Servius's commentary on Virgil's Aeneid, thought to be based on an earlier commentary by Aelius Donatus (4th century CE), provides a good insight into common understandings concerning Laocoön at the turn of the 5th century CE. In his notes on Aeneid 2.201–31, Servius cites Euphorion as his principle source. His note is also our source for Bacchylides' account of Laocoön, and mentions that the names of the sea dragons that attack Laocoön and his sons are given in Sophocles' account.
Like Euphorion (and Sophocles), Servius writes that Laocoön's sin was having sex with his wife (Antiopa) before the statue of Apollo in his temple. This, says Servius, was the generally understood history of Laocoön, thereby indicating that readers would have known that background of the man selected, in Virgil's account, by the Trojans to be Neptune's priest. In not knowing the real reason for the attack on the priest, writes Servius, the Trojans are given some excuse for having thought Laocoön was punished for throwing his spear at the Greekās horse.
Servius's subsequent mention of the Trojan king Laomedon as having treated Neptune with contempt introduces a further context for Laocoön's death that Virgil's readers would have known. In book 11 of Ovid's Metamorphosis, Apollo and Neptune put on mortal form to build Troy's walls (see image above). Laomedon then refuses to pay them and claims that they are lying about undertaking the work, for which affront Neptune swears vengeance.

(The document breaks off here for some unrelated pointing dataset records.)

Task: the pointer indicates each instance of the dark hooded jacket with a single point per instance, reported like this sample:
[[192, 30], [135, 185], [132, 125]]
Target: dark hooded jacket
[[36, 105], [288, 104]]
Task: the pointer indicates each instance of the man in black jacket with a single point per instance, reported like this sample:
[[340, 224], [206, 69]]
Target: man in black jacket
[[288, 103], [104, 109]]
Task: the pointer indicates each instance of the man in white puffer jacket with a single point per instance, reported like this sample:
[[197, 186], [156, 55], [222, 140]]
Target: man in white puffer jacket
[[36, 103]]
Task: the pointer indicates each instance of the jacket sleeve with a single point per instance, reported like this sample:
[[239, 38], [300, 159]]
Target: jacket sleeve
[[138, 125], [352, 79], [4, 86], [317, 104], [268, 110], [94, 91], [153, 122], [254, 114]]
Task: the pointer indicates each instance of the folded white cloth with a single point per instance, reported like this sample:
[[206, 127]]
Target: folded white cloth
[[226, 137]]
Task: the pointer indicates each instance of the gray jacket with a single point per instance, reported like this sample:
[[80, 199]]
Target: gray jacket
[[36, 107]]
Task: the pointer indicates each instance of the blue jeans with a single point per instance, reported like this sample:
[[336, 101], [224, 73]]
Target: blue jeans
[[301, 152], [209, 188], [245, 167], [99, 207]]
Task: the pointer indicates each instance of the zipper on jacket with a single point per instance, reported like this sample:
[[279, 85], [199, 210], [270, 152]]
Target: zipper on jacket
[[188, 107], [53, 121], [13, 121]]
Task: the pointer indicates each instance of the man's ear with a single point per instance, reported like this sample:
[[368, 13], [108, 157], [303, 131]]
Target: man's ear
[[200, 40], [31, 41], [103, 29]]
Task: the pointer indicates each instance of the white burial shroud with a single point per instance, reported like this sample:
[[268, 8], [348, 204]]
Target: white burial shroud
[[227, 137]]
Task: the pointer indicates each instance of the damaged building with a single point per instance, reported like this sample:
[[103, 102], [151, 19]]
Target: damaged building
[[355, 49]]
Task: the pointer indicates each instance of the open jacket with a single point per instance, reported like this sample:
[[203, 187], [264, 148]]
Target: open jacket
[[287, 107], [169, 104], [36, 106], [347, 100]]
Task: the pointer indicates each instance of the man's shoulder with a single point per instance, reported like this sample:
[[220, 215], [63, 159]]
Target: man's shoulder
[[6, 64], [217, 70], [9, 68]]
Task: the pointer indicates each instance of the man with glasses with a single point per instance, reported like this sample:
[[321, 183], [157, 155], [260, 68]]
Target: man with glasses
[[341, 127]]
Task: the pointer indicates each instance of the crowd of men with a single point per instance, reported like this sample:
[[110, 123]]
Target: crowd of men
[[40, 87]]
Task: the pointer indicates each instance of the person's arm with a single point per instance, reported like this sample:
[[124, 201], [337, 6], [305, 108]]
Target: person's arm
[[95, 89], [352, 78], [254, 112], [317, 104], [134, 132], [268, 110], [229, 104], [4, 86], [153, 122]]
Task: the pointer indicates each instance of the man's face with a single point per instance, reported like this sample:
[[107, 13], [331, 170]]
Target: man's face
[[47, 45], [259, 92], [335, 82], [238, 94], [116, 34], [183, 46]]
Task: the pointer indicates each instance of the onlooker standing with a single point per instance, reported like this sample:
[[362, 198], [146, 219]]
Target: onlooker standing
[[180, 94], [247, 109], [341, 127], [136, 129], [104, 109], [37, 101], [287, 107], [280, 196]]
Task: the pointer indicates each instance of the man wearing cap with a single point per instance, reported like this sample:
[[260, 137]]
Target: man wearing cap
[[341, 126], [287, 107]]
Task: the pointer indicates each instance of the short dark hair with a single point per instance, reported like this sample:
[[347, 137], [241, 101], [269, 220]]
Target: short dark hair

Laocoön's punishment is therefore linked in Servius's commentary to both individual and collective sins: Laocoön's desecration of Apollo's temple; Laomedon's contemptuous treatment of Apollo and Neptune; and Troy's selection of a sacreligious man as the successor of a priest of Neptune (also named Laocoön).
On the retreat of the sea-serpents to Minerva's temple, Servius observes that either she was also an enemy of Troy, or this is a sign of the destruction of the city.